No rastro das aves

Tordo-do-bosque macho com seus filhotes (no alto) e fêmea de andorinha-azul (abaixo), ambos com um geolocalizador preso às costas (fotos: Elizabeth Gow/ Tim Morton).

Pela primeira vez, pesquisadores conseguem rastrear toda a viagem migratória de pássaros canoros que saem do Hemisfério Norte em direção ao sul antes do inverno. Esse trabalho era dificultado porque os animais são pequenos demais para serem rastreados por satélites e a obtenção de dados de seus movimentos se limitava a capturas isoladas e imagens de radar. O feito, realizado por um grupo canadense, só foi possível graças ao uso de um pequeno equipamento de localização preso nas aves.

Em 2007, a equipe, liderada pela bióloga Bridget Stutchbury, da Faculdade de Ciência e Engenharia da Universidade de York, no Canadá, prendeu pequenos aparelhos geolocalizadores nas costas de 14 tordos-do-bosque (Hylocichla mustelina) e 20 andorinhas-azuis (Progne subis), originários do estado da Pensilvânia (EUA). 

No verão de 2008, os pesquisadores conseguiram recuperar os aparelhos de cinco tordos e duas andorinhas. Eles então reconstituíram a viagem dos pássaros e descobriram seu local de permanência durante o inverno. Os resultados foram publicados na revista Science desta semana.

Os geolocalizadores, que têm o tamanho aproximado de uma moeda de dez centavos, detectam a claridade e, assim, permitem aos pesquisadores estimar a latitude e a longitude das aves no momento do nascer e do pôr do sol. Os dispositivos foram colocados nas costas e presos por pequenas tiras nas patas dos animais. O peso do equipamento incidia sobre a base da coluna dos pássaros, de modo a não interferir no voo.

Mais velozes
Os dados obtidos revelam que o desempenho dessas espécies era até então subestimado pelos pesquisadores: elas são capazes de percorrer distâncias muito maiores e voar mais rápido. Essas aves podem voar até 500 quilômetros por dia, três vezes mais do que estimativas anteriores. Além disso, na primavera, quando retornam ao Hemisfério Norte, os pássaros são capazes de voar de duas a seis vezes mais rápido do que no outono.

“No outono, uma andorinha demora cerca de 40 dias para viajar até o Brasil, mas demora apenas 15 dias para viajar de volta na primavera”, diz Stutchbury. “Ficamos espantados, pois acreditávamos que, para ela chegar de volta a sua casa em meados de abril, ela precisaria deixar o Brasil com muita antecedência.”

Voo com escalas

A bióloga Bridget Stutchbury libera uma andorinha-azul. Com os dados coletados, os pesquisadores conseguiram reproduzir a rota de migração desses animais durante o inverno no Hemisfério Norte (foto: John Tautin).

Segundo Stutchbury, as viagens no outono são mais demoradas porque os animais costumam realizar paradas mais longas. Com base nas estimativas, as andorinhas permaneceram de três a quatro semanas na Península de Yucatán, no México, antes de seguirem para o Brasil. Enquanto isso, os tordos ficaram duas semanas na região sudeste dos Estados Unidos, antes de atravessarem o Golfo do México rumo a Yucatán.

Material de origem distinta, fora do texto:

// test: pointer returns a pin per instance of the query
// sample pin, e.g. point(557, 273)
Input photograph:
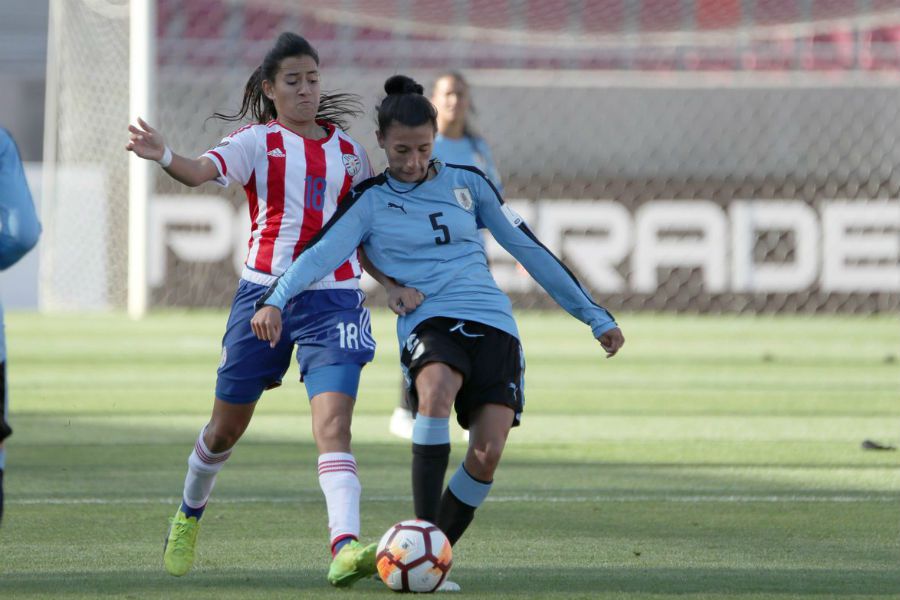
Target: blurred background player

O estudo revelou ainda que a população de tordos-do-bosque não se separa durante toda a migração. Ao chegar ao destino final, os cinco animais analisados permaneceram dentro da mesma área, na parte leste de Honduras e Nicarágua. “Essa é uma região muito importante para os tordos, que tiveram sua população reduzida em 30% desde a década de 1960”, afirma Stutchbury. E alerta: “A população de pássaros canoros tem diminuído muito em todo o mundo nos últimos 40 anos.”

A bióloga destaca a importância da pesquisa não apenas para proteger espécies ameaçadas de extinção, mas também alertar para a necessidade de preservação dos ambientes tropicais. “Até agora, estávamos limitados, pois não sabíamos para onde essas aves iam; elas apenas desapareciam e retornavam na primavera”, comenta. “Seguir os pássaros até o local onde passam o inverno pode ser uma forma de prever o impacto da perda do hábitat tropical e das mudanças climáticas para essas espécies.”